Marlou: “Ik had niet durven dromen dat het nu zo goed gaat met Rob. Toch is het niet altijd makkelijk om alles 'gewoon' weer op te pakken. Het kost ons meer tijd en aandacht om elkaar goed te begrijpen. Dat dwingt ons voortdurend om te vertragen in een nogal bloeiende periode van het leven. Ondanks alle veranderingen, is het karakter van Rob gelukkig hetzelfde gebleven. Zijn gastvrijheid, eigenwijsheid, zorgzaamheid... het is er allemaal nog. Daar ben ik dankbaar voor. ”

De toekomst
Rob: “Het is zo'n bizarre situatie om hier in terecht te komen. Je kunt dit allemaal niet voorspellen, maar dan is het er opeens en volgt er ongelooflijk veel liefde. Ik ben dankbaar voor de steun van familie, vrienden, zorgverleners en vooral Marlou.
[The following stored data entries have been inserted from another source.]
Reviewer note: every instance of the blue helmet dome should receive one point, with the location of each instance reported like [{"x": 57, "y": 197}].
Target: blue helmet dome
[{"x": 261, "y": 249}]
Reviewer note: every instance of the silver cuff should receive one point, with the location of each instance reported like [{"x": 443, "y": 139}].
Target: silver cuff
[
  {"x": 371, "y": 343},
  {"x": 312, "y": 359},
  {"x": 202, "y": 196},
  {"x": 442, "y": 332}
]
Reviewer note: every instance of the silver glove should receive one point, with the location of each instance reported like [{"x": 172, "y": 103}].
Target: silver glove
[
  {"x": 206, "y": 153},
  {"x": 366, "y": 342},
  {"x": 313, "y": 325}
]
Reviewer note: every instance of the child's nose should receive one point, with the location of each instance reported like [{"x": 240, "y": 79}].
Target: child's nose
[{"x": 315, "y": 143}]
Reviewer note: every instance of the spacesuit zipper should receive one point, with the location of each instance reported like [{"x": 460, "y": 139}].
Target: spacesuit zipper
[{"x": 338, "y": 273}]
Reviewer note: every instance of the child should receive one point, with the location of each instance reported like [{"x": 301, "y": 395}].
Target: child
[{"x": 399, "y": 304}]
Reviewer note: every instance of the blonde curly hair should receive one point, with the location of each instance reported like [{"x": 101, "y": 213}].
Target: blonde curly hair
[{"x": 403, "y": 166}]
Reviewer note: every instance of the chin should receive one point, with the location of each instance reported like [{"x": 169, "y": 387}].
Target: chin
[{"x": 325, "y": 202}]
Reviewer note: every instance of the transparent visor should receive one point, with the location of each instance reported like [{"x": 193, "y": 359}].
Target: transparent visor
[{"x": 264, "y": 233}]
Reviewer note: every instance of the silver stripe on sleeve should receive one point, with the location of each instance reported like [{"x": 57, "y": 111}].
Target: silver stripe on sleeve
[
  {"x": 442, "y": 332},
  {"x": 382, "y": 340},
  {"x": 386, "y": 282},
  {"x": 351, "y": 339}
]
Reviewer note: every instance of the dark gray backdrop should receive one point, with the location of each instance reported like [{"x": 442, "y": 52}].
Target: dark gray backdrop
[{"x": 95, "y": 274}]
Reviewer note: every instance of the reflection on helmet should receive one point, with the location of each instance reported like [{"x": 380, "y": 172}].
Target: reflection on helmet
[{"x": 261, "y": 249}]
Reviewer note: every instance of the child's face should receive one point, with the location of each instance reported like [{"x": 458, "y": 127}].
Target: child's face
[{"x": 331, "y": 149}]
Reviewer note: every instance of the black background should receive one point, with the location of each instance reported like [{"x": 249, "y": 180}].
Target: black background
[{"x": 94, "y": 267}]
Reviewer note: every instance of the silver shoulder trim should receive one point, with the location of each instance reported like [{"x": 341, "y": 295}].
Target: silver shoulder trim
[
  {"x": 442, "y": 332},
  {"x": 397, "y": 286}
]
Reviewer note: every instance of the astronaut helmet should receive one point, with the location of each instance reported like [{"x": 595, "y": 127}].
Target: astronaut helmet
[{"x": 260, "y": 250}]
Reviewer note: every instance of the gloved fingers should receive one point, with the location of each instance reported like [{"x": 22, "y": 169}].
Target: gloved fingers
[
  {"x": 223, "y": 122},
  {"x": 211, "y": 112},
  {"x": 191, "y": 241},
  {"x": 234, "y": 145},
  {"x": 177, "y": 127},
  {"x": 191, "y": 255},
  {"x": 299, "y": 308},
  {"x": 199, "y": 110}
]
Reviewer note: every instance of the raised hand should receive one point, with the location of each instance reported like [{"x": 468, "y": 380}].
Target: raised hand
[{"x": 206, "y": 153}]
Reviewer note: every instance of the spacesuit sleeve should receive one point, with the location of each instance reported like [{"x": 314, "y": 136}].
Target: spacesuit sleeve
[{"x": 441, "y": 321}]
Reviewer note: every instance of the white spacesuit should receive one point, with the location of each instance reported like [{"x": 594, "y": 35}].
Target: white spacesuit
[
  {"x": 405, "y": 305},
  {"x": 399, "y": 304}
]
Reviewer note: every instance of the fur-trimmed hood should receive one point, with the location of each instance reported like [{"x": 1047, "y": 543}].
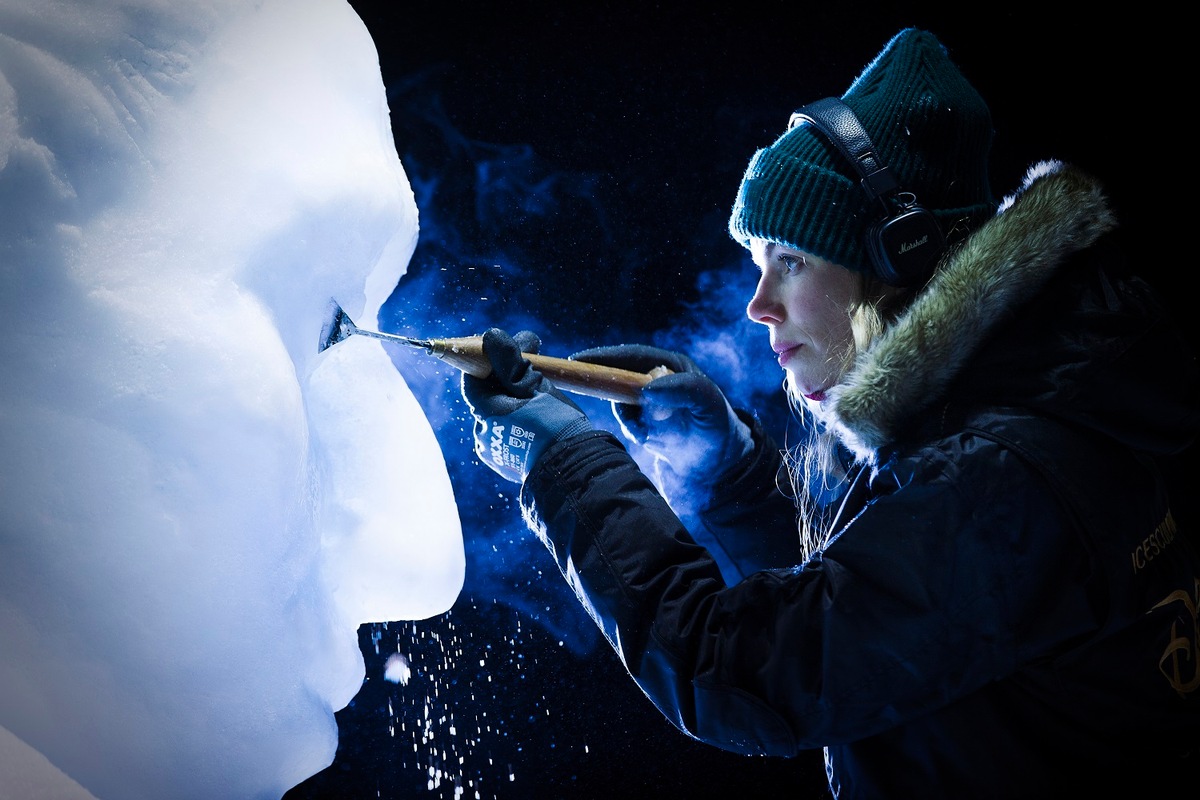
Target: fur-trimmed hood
[{"x": 985, "y": 284}]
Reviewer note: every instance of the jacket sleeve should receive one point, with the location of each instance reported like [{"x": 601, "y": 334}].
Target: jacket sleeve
[{"x": 910, "y": 612}]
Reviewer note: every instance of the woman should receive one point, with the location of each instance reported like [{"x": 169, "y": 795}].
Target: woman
[{"x": 993, "y": 599}]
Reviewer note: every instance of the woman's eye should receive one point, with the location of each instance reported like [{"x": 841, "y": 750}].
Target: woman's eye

De relatie met haar is nog hechter geworden. Deze gebeurtenis heeft mij ook weer zo veel inzichten gebracht. Ik ervaar dat ik vaker waarneem wat er gebeurt zonder dat ik er allerlei hersenspinsels aan toevoeg. Daar speelt mijn verleden in meditatie een rol in. Ik had natuurlijk nooit kunnen voorspellen dat zen voor mij deze diepere betekenis zou krijgen. Ik blijf ook eerlijk naar mijzelf. Wat kan ik wel, wat kan ik niet? Normale zaken zoals luisteren, praten, lezen en schrijven, zijn opeens een uitdaging geworden. De toekomst is deels in nevelen gehuld, maar zekerheden in het leven bestaan sowieso niet. Ook al blijft het voor mij en Marlou ook heel pijnlijk wat er is gebeurd.”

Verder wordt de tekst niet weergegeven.